Among the countries from the Asia Pacific Region, Japan is the main investor in Mexico. In Exhibit 2, a negative trend in the Japanese investment in Mexico is shown in the year 2006. According to ProMexico, this figure does not represent the exit of Japanese capital in Mexico and the reason for this figure is because of the fiscal movement of a big Japanese Company to another country.
Most of the Japanese investment in Mexico goes to the manufacturing industry (76%). This is shown in Exhibit 3. By December 2009, 375 companies with Japanese capital were registered in Mexico according to data from ProMexico.
Japanese Companies active in Mexico include: Nissan; Toyota; Mitsui & Co. and Tokyo Gas. There is the Takeda Pharmaceutical Company and Mazda Motors. Add to the list Aida Engineering; Isuzu Motors; Amano Enzyme and Kinugawa Rubber Industrial. Others are Yokogawa Corporation and Panasonic.
In addition we have Mitsubishi Heavy Industries; Mitsubishi Electric; Toto and Nippon Express. They all have important operations in Mexico.
Among the Top 500 Companies in Mexico, according to Expansion magazine, nine of them are from Japan: Nissan Mexicana (14); Toyota Motor Sales de Mexico (82); Honda de Mexico (91); Sony de Mexico (120); and Mazda Motor de Mexico (232). There are also NR Finance Mexico (254); Panasonic de Mexico (255); plus Susuki Motor de Mexico (378); and also Tokio Marine Seguros (448).
Nissan continues growing its investments in Mexico. In a ceremony in July, the Japanese automotive manufacturer announced it will build its third manufacturing complex in Mexico in the state of Aguascalientes.

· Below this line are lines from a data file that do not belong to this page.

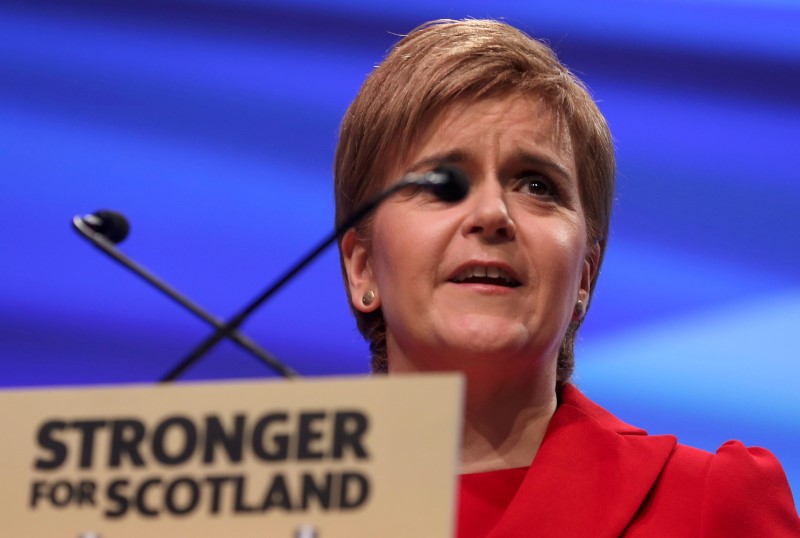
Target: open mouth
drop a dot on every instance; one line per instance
(479, 274)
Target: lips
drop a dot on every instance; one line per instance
(485, 274)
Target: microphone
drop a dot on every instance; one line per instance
(105, 228)
(449, 183)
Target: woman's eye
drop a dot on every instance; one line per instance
(537, 185)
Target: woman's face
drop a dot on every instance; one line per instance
(496, 276)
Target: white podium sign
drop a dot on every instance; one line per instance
(332, 457)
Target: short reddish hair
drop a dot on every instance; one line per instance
(444, 62)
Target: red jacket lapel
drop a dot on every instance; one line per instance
(590, 476)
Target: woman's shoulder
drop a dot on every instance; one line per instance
(736, 491)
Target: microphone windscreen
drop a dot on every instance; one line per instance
(453, 186)
(114, 226)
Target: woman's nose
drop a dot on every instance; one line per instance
(489, 214)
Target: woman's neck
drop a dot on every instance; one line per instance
(505, 422)
(509, 403)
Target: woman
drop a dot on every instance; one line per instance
(496, 287)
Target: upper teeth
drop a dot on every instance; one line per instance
(483, 271)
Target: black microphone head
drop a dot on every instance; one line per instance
(449, 183)
(112, 225)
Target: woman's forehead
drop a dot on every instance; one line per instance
(526, 119)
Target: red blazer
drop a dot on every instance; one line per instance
(595, 476)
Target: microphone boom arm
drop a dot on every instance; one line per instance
(107, 247)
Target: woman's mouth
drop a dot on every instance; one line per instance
(482, 274)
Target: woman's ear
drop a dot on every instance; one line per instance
(360, 277)
(591, 264)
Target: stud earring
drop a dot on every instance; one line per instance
(368, 297)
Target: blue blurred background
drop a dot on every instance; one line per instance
(212, 126)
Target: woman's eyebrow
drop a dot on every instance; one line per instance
(449, 157)
(546, 163)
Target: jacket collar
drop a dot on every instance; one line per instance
(590, 475)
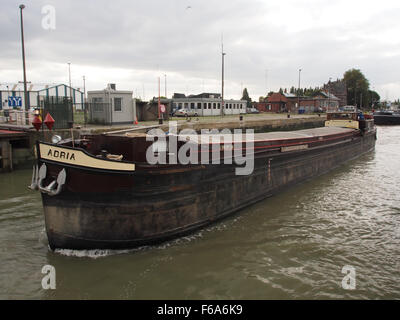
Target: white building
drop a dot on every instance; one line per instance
(208, 104)
(12, 94)
(111, 106)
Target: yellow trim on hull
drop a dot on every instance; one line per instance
(80, 158)
(342, 123)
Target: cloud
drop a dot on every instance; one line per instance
(132, 43)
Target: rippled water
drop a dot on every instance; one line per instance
(290, 246)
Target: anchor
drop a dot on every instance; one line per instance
(54, 187)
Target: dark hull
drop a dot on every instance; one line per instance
(102, 210)
(387, 119)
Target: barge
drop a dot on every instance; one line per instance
(102, 192)
(387, 117)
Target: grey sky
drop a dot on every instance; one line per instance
(132, 43)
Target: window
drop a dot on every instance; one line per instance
(117, 104)
(97, 104)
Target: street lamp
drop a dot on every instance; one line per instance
(26, 102)
(165, 85)
(329, 94)
(222, 96)
(70, 86)
(298, 92)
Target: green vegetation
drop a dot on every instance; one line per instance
(79, 117)
(246, 97)
(358, 92)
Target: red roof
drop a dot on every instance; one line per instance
(277, 97)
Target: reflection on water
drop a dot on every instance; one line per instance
(292, 245)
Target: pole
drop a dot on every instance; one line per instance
(70, 86)
(165, 85)
(26, 102)
(298, 92)
(329, 94)
(222, 91)
(159, 116)
(84, 100)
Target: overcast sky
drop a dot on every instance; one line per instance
(132, 43)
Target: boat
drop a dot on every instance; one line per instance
(386, 117)
(102, 191)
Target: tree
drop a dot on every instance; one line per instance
(246, 97)
(374, 99)
(357, 88)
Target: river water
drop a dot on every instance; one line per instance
(290, 246)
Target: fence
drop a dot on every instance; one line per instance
(60, 108)
(16, 117)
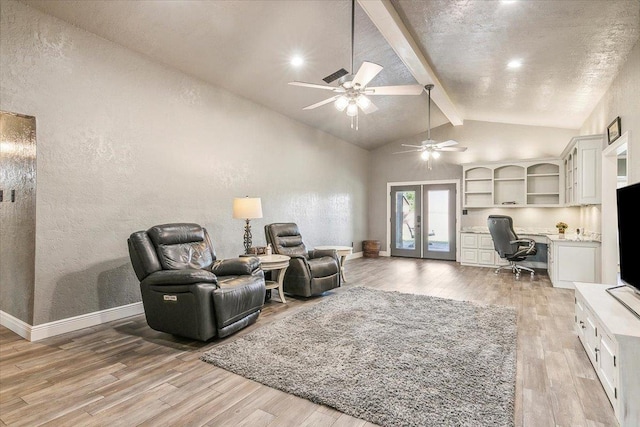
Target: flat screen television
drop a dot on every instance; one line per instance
(629, 245)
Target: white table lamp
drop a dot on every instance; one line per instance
(247, 208)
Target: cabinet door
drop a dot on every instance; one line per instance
(469, 256)
(589, 172)
(486, 242)
(607, 365)
(485, 256)
(469, 240)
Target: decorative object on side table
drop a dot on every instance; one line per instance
(247, 208)
(613, 130)
(561, 226)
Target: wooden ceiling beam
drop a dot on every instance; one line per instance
(386, 19)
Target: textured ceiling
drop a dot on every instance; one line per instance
(571, 51)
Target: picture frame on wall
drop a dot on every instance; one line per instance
(613, 130)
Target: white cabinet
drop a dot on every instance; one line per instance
(571, 261)
(477, 249)
(610, 335)
(514, 184)
(582, 164)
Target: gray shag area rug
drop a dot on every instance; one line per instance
(390, 358)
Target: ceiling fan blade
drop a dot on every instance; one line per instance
(370, 108)
(446, 143)
(395, 90)
(452, 149)
(366, 73)
(406, 151)
(321, 103)
(315, 86)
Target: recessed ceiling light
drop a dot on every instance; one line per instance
(515, 63)
(297, 61)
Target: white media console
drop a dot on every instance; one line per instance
(610, 334)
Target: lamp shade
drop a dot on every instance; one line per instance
(247, 207)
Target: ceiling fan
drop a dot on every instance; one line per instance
(352, 91)
(430, 149)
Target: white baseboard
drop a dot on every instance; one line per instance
(62, 326)
(16, 325)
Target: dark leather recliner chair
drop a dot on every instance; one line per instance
(310, 273)
(509, 246)
(186, 291)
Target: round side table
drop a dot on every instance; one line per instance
(278, 264)
(342, 251)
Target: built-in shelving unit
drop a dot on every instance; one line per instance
(514, 184)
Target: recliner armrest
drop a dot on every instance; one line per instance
(236, 266)
(319, 253)
(180, 277)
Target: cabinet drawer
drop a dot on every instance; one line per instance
(486, 257)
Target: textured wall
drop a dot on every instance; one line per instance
(622, 99)
(17, 218)
(125, 143)
(486, 141)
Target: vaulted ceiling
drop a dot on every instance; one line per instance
(570, 52)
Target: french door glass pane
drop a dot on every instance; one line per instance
(438, 220)
(405, 220)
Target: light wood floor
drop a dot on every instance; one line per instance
(125, 374)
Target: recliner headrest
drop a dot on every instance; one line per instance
(172, 234)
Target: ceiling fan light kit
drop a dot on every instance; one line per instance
(352, 89)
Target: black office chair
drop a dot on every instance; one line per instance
(508, 245)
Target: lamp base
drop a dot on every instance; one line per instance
(247, 237)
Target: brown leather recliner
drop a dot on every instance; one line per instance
(311, 272)
(186, 291)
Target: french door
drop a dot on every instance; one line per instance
(423, 221)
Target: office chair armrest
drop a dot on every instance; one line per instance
(529, 242)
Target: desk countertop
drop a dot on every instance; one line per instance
(550, 234)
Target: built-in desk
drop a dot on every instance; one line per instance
(569, 259)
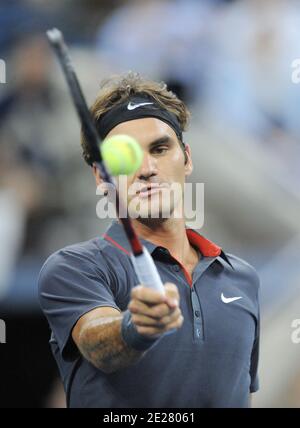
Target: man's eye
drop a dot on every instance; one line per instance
(159, 150)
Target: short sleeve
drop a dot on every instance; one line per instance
(254, 386)
(71, 284)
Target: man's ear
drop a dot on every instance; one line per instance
(100, 184)
(98, 178)
(188, 165)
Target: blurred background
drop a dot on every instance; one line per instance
(230, 61)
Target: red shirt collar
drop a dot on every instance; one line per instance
(206, 247)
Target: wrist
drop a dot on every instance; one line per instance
(132, 337)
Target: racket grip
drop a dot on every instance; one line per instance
(146, 271)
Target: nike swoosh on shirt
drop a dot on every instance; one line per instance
(229, 299)
(132, 106)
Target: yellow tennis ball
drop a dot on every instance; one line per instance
(122, 154)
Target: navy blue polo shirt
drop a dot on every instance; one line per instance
(211, 361)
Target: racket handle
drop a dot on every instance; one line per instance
(146, 271)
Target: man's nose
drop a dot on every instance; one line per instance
(148, 167)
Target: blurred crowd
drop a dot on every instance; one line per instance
(229, 60)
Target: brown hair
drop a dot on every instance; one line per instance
(119, 88)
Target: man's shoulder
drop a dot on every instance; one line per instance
(244, 269)
(80, 254)
(80, 249)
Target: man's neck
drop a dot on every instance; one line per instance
(170, 234)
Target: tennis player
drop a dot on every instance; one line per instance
(118, 343)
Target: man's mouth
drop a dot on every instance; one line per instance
(150, 190)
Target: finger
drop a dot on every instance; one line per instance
(172, 295)
(156, 311)
(147, 295)
(154, 331)
(142, 320)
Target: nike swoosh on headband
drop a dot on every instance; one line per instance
(132, 106)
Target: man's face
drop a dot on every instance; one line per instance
(156, 189)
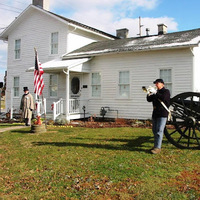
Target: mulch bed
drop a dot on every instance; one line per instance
(108, 123)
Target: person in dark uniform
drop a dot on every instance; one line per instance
(160, 113)
(27, 106)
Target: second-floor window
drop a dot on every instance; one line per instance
(16, 86)
(53, 85)
(17, 48)
(54, 43)
(124, 84)
(166, 75)
(96, 84)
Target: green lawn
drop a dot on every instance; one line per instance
(86, 163)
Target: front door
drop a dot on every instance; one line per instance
(75, 86)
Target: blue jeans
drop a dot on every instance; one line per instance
(158, 130)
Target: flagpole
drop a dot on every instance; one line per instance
(45, 119)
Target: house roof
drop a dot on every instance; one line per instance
(59, 64)
(171, 40)
(5, 33)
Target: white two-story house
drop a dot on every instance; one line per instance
(86, 69)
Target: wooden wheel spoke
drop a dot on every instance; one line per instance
(184, 131)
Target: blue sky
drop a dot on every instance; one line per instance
(178, 15)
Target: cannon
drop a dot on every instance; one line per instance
(183, 129)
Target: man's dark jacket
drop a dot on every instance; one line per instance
(158, 109)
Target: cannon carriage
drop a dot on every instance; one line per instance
(183, 128)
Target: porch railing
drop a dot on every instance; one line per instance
(57, 108)
(75, 107)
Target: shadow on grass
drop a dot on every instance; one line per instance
(131, 145)
(23, 131)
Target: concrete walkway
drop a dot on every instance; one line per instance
(12, 128)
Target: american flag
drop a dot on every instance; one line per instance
(38, 78)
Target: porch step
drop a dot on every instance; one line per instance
(49, 116)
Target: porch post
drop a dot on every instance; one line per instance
(67, 95)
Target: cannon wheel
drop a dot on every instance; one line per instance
(183, 130)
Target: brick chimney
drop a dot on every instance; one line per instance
(122, 33)
(162, 29)
(44, 4)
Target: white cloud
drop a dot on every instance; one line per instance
(104, 15)
(151, 23)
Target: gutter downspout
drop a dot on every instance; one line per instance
(67, 95)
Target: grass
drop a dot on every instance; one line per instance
(84, 163)
(5, 125)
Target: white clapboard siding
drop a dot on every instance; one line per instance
(144, 69)
(34, 29)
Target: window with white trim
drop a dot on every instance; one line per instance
(166, 75)
(54, 43)
(96, 84)
(124, 84)
(53, 85)
(16, 86)
(17, 48)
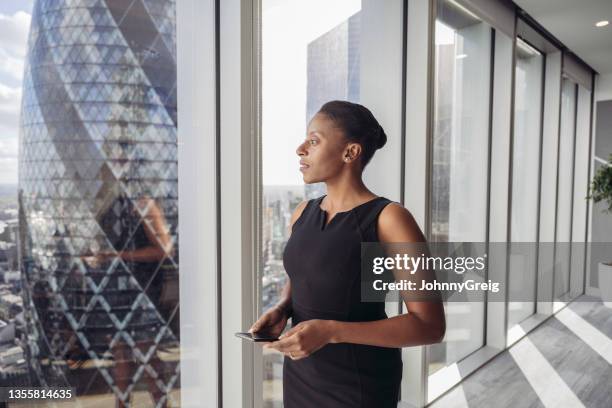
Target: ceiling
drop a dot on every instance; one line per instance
(573, 23)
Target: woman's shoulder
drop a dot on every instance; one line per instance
(298, 211)
(397, 224)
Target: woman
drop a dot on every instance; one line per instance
(341, 352)
(139, 234)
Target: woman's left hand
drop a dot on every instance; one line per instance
(304, 338)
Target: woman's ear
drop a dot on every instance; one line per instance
(352, 151)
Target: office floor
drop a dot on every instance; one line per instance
(566, 362)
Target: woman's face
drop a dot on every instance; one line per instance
(322, 152)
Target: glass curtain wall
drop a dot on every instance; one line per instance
(460, 160)
(565, 174)
(528, 93)
(310, 55)
(98, 202)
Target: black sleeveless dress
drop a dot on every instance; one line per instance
(324, 265)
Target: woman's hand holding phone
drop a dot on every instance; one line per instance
(272, 322)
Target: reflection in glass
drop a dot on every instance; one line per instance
(460, 154)
(526, 160)
(564, 194)
(310, 55)
(98, 201)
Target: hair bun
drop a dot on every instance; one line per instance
(381, 137)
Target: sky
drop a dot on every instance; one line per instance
(288, 27)
(15, 18)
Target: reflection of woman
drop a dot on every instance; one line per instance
(139, 235)
(341, 352)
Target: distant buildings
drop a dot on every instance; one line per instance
(98, 163)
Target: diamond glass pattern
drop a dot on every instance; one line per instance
(98, 198)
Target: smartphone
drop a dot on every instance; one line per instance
(256, 336)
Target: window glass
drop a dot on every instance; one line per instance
(98, 205)
(460, 154)
(564, 194)
(528, 90)
(310, 55)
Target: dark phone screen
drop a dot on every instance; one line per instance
(256, 336)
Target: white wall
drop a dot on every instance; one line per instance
(603, 87)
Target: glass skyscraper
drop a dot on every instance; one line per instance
(98, 197)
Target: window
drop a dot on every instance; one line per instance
(528, 88)
(310, 55)
(567, 134)
(98, 203)
(460, 160)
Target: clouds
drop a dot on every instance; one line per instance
(13, 45)
(10, 101)
(13, 49)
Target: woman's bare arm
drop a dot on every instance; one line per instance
(284, 301)
(157, 232)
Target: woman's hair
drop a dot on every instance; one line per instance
(358, 125)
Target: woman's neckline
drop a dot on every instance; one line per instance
(347, 211)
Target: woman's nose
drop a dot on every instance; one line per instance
(300, 150)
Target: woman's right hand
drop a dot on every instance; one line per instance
(271, 322)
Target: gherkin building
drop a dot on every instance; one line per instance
(99, 200)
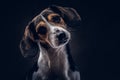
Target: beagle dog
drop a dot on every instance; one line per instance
(46, 43)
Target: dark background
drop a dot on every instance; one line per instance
(95, 45)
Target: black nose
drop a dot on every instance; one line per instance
(62, 37)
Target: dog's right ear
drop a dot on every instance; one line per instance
(28, 45)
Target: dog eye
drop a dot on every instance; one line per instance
(56, 19)
(42, 30)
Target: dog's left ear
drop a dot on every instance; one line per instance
(70, 15)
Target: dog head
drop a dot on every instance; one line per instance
(50, 27)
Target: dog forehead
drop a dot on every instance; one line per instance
(44, 13)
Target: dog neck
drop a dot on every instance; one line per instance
(53, 58)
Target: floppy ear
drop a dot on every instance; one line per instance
(70, 15)
(28, 45)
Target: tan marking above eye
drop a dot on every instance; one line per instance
(41, 23)
(50, 17)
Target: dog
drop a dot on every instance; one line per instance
(46, 42)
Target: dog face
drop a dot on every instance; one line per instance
(49, 28)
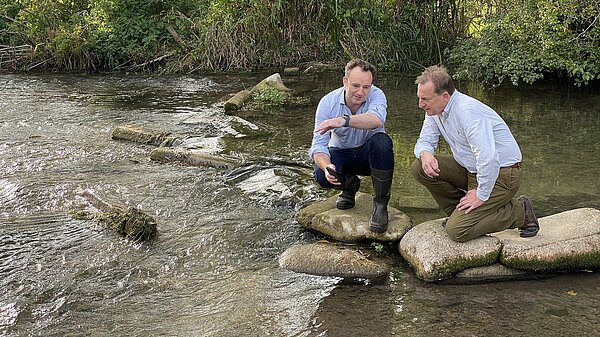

The new automotive complex will become the second one in the state. It will be 2.5 times larger than the current complex and will be the result of a $2 billion investment announced earlier in the year as an effort: “…to increase manufacturing capacity needed to satisfy the high demand for Nissan vehicles in the domestic and international markets.” This was reported by the company through a press release.
The first phase of the project will include stamping, body, painting and final assembly facilities and is expected to be operational by the end of 2013 capable of producing 175,000 compact vehicles per year (B-platform). This will create 3,000 direct jobs and generate approximately 9,000 indirect jobs.
The complex will include a supplier park and a quality proving ground. “The magnitude of Nissan’s commitment to this new automotive complex is without par,” says Armando Avila, Vice President of Manufacturing at Nissan Mexicana. “With this investment,” he explained, ” we will be able to increase our manufacturing capacity from over 600,000 units per year to more than 800,000 units by the close of 2013. In this way we continuing setting our record production rates in Mexico. And this is only Phase 1,” he added.